The Dallas Fed has also refused to say if Kaplan was shorting the market in 2020 (betting it would go down) in a year when 352,000 of his fellow Americans died from COVID-19 according to Johns Hopkins University.

The year 2020 presented a unique opportunity for a nimble trader to make huge gains (or losses) trading S&P 500 futures, which unlike the stock market, do not close at 4:00 p.m. EST but trade continuously from Sunday evening to Friday evening. At numerous times during 2020, the Fed was making dramatic market-moving announcements of interest rate cuts and the creation of a multitude of emergency lending facilities and taking other emergency measures. From January 1, 2020 through April 30, 2020, based in no small part on these Fed announcements, the S&P 500 Index gyrated from down 30 percent in late March to up 10 percent by the end of April.

As of last Thursday, Falk had no way to know if Kaplan will be charged with insider trading.
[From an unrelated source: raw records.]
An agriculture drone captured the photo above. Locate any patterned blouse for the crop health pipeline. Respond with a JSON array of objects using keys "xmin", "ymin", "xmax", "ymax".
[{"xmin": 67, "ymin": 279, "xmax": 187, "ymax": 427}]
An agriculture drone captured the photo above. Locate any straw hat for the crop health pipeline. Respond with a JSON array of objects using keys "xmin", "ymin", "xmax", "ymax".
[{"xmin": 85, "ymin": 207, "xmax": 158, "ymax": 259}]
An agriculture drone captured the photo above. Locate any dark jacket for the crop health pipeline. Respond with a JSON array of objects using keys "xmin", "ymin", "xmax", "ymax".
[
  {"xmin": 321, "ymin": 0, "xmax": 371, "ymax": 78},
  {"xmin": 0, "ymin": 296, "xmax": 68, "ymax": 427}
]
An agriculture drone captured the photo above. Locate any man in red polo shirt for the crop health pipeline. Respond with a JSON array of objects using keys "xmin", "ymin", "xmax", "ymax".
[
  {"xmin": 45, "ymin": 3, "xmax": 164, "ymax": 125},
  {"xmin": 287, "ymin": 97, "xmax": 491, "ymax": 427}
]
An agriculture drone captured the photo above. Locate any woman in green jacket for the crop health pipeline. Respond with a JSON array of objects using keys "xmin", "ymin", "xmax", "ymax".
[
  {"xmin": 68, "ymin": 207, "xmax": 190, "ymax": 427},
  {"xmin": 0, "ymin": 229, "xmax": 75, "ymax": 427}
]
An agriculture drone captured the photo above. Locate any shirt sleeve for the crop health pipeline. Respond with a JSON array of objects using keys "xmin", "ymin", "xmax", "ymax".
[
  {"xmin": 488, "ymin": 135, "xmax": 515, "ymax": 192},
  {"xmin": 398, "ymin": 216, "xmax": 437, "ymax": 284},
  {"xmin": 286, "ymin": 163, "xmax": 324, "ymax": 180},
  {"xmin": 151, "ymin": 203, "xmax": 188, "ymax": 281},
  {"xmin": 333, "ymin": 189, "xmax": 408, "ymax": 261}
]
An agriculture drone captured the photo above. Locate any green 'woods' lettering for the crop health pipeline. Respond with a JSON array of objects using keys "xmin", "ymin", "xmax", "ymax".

Senator Elizabeth Warren has called on the SEC to open an insider trading investigation. Others have called on the Justice Department to open a criminal investigation. Neither the SEC nor the Justice Department disclose when an investigation has been opened. What is known is that the Inspector General of the Federal Reserve (who, unfortunately, reports to the Board of the Fed) has an ongoing investigation of the Fed trading scandal, which includes additional Fed officials besides Kaplan.

For Falk to attempt to prejudice these investigations by calling Kaplan’s tenure at the Dallas Fed “great leadership,” raises suspicions as to what his real motive is to be shilling for Kaplan.

Kaplan triggered the worst trading scandal in the 108-year history of the Fed. Newspapers around the world carried the story, bringing reputational damage to the U.S. central bank. Editorial boards of newspapers across the U.S. chastised the Fed for having such loose trading restrictions on its officials.

The Chair of the Federal Reserve Board of Governors, Jerome Powell, responded by releasing a draft set of new trading rules to be implemented. But at his confirmation hearing before the Senate Banking Committee on January 11, Powell told the Chair of the Committee, Senator Sherrod Brown, that the final rules had not yet been adopted.

Powell, himself, has come under questions about his trading activity, but the Senate is likely to confirm him for another four years as Chair of the Fed before the details of any government investigation into the trading scandal are released. This could set the Federal Reserve up for more distrust at a time when confidence in the institution has seriously eroded, according to polls.

The obvious conclusion to draw from all this is that it’s not just the trading rules for officials at the Fed that need to be radically restructured, but the institution itself is due for a serious restructuring by Congressional legislation.